Pouvoir implique une intention. Les origines du pouvoir sont aussi variées que celles des intentions : moi, d’autres êtres humains, nos institutions sociales, mais aussi mes propres organes et instruments divers, les animaux, les plantes et même les lois naturelles, dont la forme peut être dite intentionnelle puisqu’elles auraient pu être autrement mais qu’elles sont ainsi. Il s’agit en fait d’une chaîne d’intentions, toutes imbriquées les unes dans les autres. Chaque intention ne peut être expliquée qu’à l’aide des autres, aucune en totale autarcie. Une intention est fondamentalement relationnelle, de même que le pouvoir. Il n’existe pas de pouvoir sans relation, sans reconnaissance par ce qui entre en relation. Notre pouvoir sur la matière est reconnu par elle, sinon il tombe dans le vide. C’est le lot de tout pouvoir, y compris absolu. Un pouvoir absolu a besoin de victimes qui s’y soumettent.

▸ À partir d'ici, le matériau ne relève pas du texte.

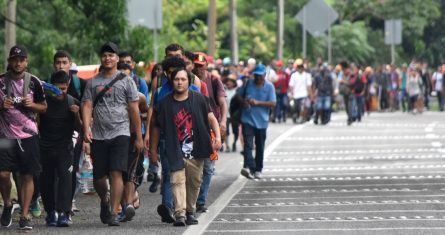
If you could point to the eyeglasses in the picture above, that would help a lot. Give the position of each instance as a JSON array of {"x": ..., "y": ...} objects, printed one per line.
[{"x": 200, "y": 58}]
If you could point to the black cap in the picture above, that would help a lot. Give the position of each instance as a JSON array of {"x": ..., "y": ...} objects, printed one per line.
[
  {"x": 18, "y": 51},
  {"x": 109, "y": 47}
]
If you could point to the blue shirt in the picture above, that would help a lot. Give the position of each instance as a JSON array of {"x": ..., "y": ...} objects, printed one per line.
[{"x": 257, "y": 115}]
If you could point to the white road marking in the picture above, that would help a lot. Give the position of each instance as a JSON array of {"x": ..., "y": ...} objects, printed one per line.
[{"x": 222, "y": 201}]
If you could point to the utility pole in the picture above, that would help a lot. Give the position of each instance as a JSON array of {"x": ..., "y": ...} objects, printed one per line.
[
  {"x": 280, "y": 29},
  {"x": 10, "y": 28},
  {"x": 233, "y": 32},
  {"x": 211, "y": 22}
]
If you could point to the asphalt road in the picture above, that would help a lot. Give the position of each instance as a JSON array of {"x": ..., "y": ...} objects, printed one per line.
[{"x": 384, "y": 175}]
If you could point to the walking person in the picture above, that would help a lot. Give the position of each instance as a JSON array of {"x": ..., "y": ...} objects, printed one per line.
[
  {"x": 281, "y": 89},
  {"x": 21, "y": 98},
  {"x": 218, "y": 106},
  {"x": 111, "y": 99},
  {"x": 57, "y": 126},
  {"x": 259, "y": 98},
  {"x": 300, "y": 87},
  {"x": 438, "y": 84},
  {"x": 324, "y": 89},
  {"x": 185, "y": 117},
  {"x": 414, "y": 89}
]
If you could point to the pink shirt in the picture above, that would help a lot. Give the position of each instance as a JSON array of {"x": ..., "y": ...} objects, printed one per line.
[{"x": 19, "y": 122}]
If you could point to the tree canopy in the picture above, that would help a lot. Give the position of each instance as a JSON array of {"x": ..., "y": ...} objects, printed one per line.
[{"x": 81, "y": 26}]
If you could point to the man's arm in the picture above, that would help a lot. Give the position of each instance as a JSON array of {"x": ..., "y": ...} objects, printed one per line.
[
  {"x": 39, "y": 107},
  {"x": 133, "y": 109},
  {"x": 213, "y": 122},
  {"x": 87, "y": 112},
  {"x": 154, "y": 85},
  {"x": 155, "y": 132},
  {"x": 223, "y": 111}
]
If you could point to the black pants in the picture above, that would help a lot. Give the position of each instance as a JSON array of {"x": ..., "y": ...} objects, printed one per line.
[{"x": 57, "y": 167}]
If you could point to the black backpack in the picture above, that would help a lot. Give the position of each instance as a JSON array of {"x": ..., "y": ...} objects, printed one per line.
[{"x": 359, "y": 86}]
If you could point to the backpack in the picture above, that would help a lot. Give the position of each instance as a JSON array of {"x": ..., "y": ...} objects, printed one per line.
[
  {"x": 359, "y": 86},
  {"x": 76, "y": 82},
  {"x": 27, "y": 80}
]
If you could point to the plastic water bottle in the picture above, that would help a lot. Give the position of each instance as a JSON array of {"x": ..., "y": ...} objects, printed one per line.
[{"x": 86, "y": 177}]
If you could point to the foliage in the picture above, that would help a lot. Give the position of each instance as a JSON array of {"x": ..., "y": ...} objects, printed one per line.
[{"x": 81, "y": 26}]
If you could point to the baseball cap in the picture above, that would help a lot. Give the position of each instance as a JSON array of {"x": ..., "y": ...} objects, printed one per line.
[
  {"x": 18, "y": 51},
  {"x": 109, "y": 47},
  {"x": 73, "y": 67},
  {"x": 200, "y": 58},
  {"x": 260, "y": 69},
  {"x": 251, "y": 61}
]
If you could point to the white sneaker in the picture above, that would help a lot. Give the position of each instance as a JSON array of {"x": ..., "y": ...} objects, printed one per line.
[{"x": 246, "y": 173}]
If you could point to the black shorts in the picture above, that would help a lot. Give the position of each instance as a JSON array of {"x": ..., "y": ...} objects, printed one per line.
[
  {"x": 109, "y": 155},
  {"x": 23, "y": 155},
  {"x": 135, "y": 169}
]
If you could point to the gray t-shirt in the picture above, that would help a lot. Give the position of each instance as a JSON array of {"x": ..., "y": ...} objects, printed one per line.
[{"x": 110, "y": 116}]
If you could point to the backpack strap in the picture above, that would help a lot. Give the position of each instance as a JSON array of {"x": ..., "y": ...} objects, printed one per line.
[
  {"x": 76, "y": 80},
  {"x": 70, "y": 100},
  {"x": 26, "y": 82}
]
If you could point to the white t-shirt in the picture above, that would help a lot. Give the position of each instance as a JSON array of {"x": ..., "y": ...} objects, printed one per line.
[
  {"x": 271, "y": 75},
  {"x": 438, "y": 78},
  {"x": 299, "y": 83}
]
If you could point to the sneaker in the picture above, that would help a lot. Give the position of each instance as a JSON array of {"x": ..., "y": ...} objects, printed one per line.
[
  {"x": 150, "y": 176},
  {"x": 51, "y": 219},
  {"x": 25, "y": 224},
  {"x": 70, "y": 219},
  {"x": 105, "y": 213},
  {"x": 63, "y": 221},
  {"x": 179, "y": 222},
  {"x": 129, "y": 212},
  {"x": 34, "y": 209},
  {"x": 190, "y": 218},
  {"x": 201, "y": 209},
  {"x": 246, "y": 173},
  {"x": 154, "y": 185},
  {"x": 6, "y": 219},
  {"x": 113, "y": 221},
  {"x": 166, "y": 214},
  {"x": 74, "y": 207}
]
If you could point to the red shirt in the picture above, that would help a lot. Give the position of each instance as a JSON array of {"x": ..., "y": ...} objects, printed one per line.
[{"x": 282, "y": 83}]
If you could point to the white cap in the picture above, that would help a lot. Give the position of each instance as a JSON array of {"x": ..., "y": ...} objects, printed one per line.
[{"x": 251, "y": 61}]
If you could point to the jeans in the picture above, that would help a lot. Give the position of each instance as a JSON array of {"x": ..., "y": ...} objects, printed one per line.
[
  {"x": 208, "y": 172},
  {"x": 185, "y": 186},
  {"x": 323, "y": 107},
  {"x": 166, "y": 189},
  {"x": 357, "y": 107},
  {"x": 249, "y": 133},
  {"x": 281, "y": 107},
  {"x": 56, "y": 164}
]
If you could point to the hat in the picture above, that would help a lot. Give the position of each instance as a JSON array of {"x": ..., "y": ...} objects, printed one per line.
[
  {"x": 109, "y": 47},
  {"x": 251, "y": 61},
  {"x": 18, "y": 51},
  {"x": 298, "y": 62},
  {"x": 200, "y": 58},
  {"x": 73, "y": 67},
  {"x": 226, "y": 61},
  {"x": 260, "y": 69},
  {"x": 231, "y": 77}
]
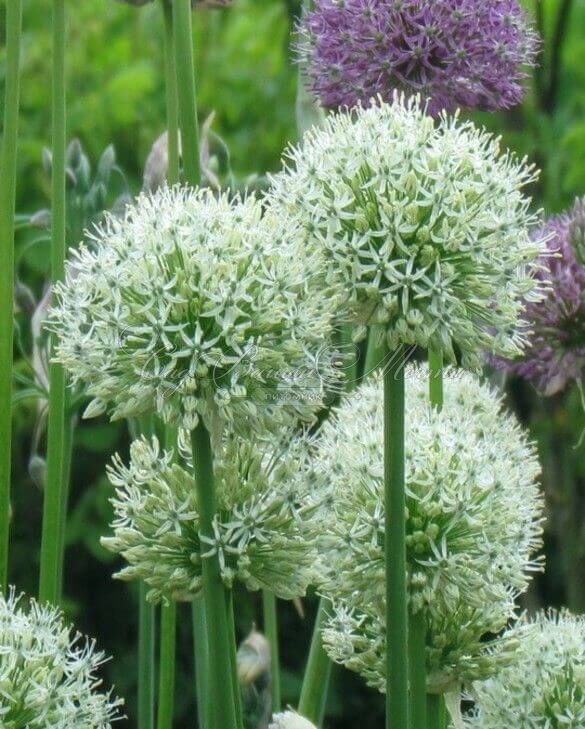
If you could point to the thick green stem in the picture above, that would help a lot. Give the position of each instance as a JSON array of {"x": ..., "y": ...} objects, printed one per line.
[
  {"x": 221, "y": 693},
  {"x": 172, "y": 95},
  {"x": 271, "y": 633},
  {"x": 183, "y": 38},
  {"x": 166, "y": 692},
  {"x": 417, "y": 643},
  {"x": 54, "y": 512},
  {"x": 201, "y": 653},
  {"x": 317, "y": 673},
  {"x": 233, "y": 656},
  {"x": 436, "y": 378},
  {"x": 146, "y": 660},
  {"x": 436, "y": 712},
  {"x": 395, "y": 545},
  {"x": 7, "y": 211}
]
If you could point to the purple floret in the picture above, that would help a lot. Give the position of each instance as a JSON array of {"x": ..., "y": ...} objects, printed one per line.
[
  {"x": 455, "y": 53},
  {"x": 555, "y": 355}
]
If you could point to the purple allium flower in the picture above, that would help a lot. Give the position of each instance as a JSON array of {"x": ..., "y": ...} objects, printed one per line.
[
  {"x": 455, "y": 53},
  {"x": 555, "y": 353}
]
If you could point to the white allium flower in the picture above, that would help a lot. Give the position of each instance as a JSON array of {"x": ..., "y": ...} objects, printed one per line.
[
  {"x": 48, "y": 673},
  {"x": 544, "y": 686},
  {"x": 425, "y": 224},
  {"x": 259, "y": 531},
  {"x": 474, "y": 513},
  {"x": 197, "y": 305},
  {"x": 290, "y": 720}
]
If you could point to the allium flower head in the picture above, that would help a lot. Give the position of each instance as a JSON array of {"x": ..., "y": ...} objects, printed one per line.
[
  {"x": 555, "y": 352},
  {"x": 454, "y": 53},
  {"x": 259, "y": 531},
  {"x": 195, "y": 305},
  {"x": 424, "y": 224},
  {"x": 544, "y": 686},
  {"x": 48, "y": 673},
  {"x": 473, "y": 524}
]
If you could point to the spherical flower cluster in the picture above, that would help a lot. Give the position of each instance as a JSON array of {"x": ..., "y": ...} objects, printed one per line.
[
  {"x": 260, "y": 535},
  {"x": 48, "y": 673},
  {"x": 544, "y": 687},
  {"x": 474, "y": 514},
  {"x": 555, "y": 353},
  {"x": 455, "y": 53},
  {"x": 195, "y": 305},
  {"x": 425, "y": 224}
]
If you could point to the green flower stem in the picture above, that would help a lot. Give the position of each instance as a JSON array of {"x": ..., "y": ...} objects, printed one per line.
[
  {"x": 417, "y": 643},
  {"x": 69, "y": 439},
  {"x": 182, "y": 91},
  {"x": 7, "y": 211},
  {"x": 168, "y": 637},
  {"x": 54, "y": 511},
  {"x": 436, "y": 378},
  {"x": 395, "y": 545},
  {"x": 183, "y": 38},
  {"x": 233, "y": 657},
  {"x": 146, "y": 617},
  {"x": 221, "y": 689},
  {"x": 166, "y": 692},
  {"x": 425, "y": 710},
  {"x": 436, "y": 712},
  {"x": 201, "y": 653},
  {"x": 172, "y": 94},
  {"x": 317, "y": 673},
  {"x": 271, "y": 633},
  {"x": 146, "y": 660}
]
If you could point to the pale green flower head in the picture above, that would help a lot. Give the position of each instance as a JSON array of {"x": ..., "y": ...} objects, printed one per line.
[
  {"x": 260, "y": 533},
  {"x": 424, "y": 223},
  {"x": 48, "y": 672},
  {"x": 544, "y": 686},
  {"x": 474, "y": 513},
  {"x": 195, "y": 305}
]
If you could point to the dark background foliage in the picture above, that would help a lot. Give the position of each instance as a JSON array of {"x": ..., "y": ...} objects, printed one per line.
[{"x": 247, "y": 81}]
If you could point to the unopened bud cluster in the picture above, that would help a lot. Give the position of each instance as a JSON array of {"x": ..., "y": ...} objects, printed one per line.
[
  {"x": 260, "y": 533},
  {"x": 49, "y": 673}
]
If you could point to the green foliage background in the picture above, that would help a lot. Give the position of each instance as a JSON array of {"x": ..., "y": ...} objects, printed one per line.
[{"x": 246, "y": 78}]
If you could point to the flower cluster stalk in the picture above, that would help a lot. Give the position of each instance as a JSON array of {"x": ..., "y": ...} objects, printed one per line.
[
  {"x": 221, "y": 689},
  {"x": 271, "y": 633},
  {"x": 395, "y": 544},
  {"x": 168, "y": 613},
  {"x": 168, "y": 632},
  {"x": 433, "y": 713},
  {"x": 317, "y": 673},
  {"x": 201, "y": 655},
  {"x": 229, "y": 596},
  {"x": 417, "y": 635},
  {"x": 146, "y": 660},
  {"x": 172, "y": 94},
  {"x": 55, "y": 501},
  {"x": 166, "y": 693},
  {"x": 7, "y": 209},
  {"x": 185, "y": 72}
]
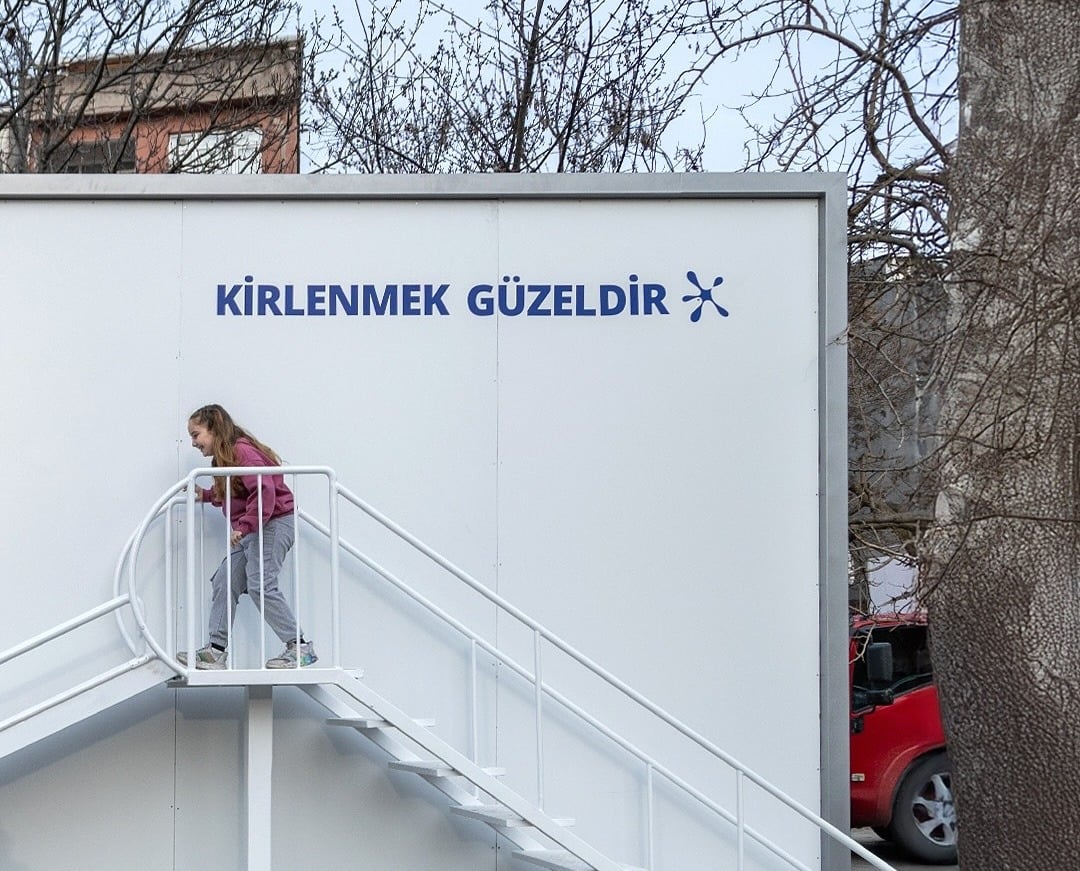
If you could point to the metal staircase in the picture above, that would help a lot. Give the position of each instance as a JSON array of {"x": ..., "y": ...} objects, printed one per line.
[{"x": 474, "y": 791}]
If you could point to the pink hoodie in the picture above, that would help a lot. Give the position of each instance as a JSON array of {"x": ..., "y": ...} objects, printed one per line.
[{"x": 244, "y": 509}]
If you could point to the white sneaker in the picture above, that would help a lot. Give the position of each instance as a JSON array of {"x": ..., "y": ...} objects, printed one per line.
[
  {"x": 207, "y": 657},
  {"x": 288, "y": 657}
]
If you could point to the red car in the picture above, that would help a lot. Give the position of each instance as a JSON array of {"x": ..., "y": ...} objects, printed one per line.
[{"x": 901, "y": 776}]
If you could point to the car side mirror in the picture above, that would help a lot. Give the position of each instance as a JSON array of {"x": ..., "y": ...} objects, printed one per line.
[
  {"x": 879, "y": 664},
  {"x": 879, "y": 672}
]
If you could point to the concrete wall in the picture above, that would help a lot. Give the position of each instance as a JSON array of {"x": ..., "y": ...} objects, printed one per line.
[{"x": 657, "y": 490}]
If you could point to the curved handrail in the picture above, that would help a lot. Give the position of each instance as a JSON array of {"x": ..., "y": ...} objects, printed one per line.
[{"x": 541, "y": 631}]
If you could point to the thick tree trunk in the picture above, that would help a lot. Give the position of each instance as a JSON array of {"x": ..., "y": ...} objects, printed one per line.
[{"x": 1004, "y": 605}]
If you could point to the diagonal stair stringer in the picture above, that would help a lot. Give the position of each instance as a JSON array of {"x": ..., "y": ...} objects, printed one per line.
[
  {"x": 514, "y": 817},
  {"x": 95, "y": 695}
]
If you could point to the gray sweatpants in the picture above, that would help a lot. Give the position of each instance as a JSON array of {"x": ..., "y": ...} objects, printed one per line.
[{"x": 278, "y": 536}]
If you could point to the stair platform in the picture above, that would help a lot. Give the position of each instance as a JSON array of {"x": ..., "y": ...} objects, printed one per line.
[{"x": 292, "y": 677}]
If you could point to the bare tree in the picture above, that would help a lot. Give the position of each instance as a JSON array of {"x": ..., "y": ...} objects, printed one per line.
[
  {"x": 78, "y": 79},
  {"x": 564, "y": 86},
  {"x": 1007, "y": 546},
  {"x": 984, "y": 233},
  {"x": 868, "y": 88}
]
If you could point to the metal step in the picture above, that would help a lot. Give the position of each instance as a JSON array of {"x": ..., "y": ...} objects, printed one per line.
[
  {"x": 557, "y": 859},
  {"x": 435, "y": 768},
  {"x": 498, "y": 816}
]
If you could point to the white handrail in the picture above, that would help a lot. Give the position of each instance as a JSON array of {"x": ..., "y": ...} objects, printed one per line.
[
  {"x": 599, "y": 671},
  {"x": 183, "y": 492}
]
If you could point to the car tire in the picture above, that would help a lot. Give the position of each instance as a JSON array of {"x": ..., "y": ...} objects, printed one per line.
[{"x": 923, "y": 815}]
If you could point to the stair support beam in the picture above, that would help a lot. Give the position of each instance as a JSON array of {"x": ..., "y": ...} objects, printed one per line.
[{"x": 258, "y": 739}]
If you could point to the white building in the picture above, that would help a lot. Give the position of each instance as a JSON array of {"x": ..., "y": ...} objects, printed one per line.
[{"x": 638, "y": 459}]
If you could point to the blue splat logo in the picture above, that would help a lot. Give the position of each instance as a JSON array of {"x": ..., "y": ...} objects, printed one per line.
[{"x": 703, "y": 295}]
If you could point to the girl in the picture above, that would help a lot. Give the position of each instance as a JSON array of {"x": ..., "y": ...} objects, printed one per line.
[{"x": 215, "y": 433}]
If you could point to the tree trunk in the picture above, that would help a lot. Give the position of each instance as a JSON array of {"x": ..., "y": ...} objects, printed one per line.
[{"x": 1004, "y": 604}]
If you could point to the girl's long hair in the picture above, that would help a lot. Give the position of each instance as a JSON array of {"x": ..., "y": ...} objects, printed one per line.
[{"x": 225, "y": 430}]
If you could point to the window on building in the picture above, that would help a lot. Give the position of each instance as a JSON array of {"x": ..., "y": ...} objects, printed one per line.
[
  {"x": 95, "y": 156},
  {"x": 216, "y": 151}
]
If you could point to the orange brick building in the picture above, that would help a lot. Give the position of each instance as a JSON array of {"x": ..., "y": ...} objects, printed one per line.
[{"x": 219, "y": 110}]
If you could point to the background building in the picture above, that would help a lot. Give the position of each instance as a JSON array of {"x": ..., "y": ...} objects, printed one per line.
[{"x": 220, "y": 110}]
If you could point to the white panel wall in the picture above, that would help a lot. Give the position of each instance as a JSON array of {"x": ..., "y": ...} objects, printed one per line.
[{"x": 646, "y": 485}]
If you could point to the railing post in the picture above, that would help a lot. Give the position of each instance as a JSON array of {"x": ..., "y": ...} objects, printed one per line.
[
  {"x": 262, "y": 579},
  {"x": 229, "y": 653},
  {"x": 740, "y": 818},
  {"x": 538, "y": 672},
  {"x": 296, "y": 562},
  {"x": 170, "y": 568},
  {"x": 335, "y": 563},
  {"x": 190, "y": 557},
  {"x": 474, "y": 744},
  {"x": 651, "y": 816}
]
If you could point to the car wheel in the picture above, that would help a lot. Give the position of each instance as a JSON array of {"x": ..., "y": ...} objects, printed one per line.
[{"x": 923, "y": 816}]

Le despote n’est rien sans les esclaves, raison de l’impossibilité d’appliquer une moralité au pouvoir en soi. C’est un mécanisme, une relation bidirectionnelle, un câble qui ne sait rien des informations qu’il véhicule. Dans une hiérarchie sociale, les citoyens confient au gouvernant leurs désirs et le pouvoir de les réaliser. Le gouvernant effectue en retour une synthèse collective, définit des règles générales et incite les citoyens à les suivre. Fonctionnement moralement neutre. Les dysfonctionnements proviennent des contenus tronqués et des contrats non remplis dans l’échange. C’est là qu’interviennent les jugements moraux.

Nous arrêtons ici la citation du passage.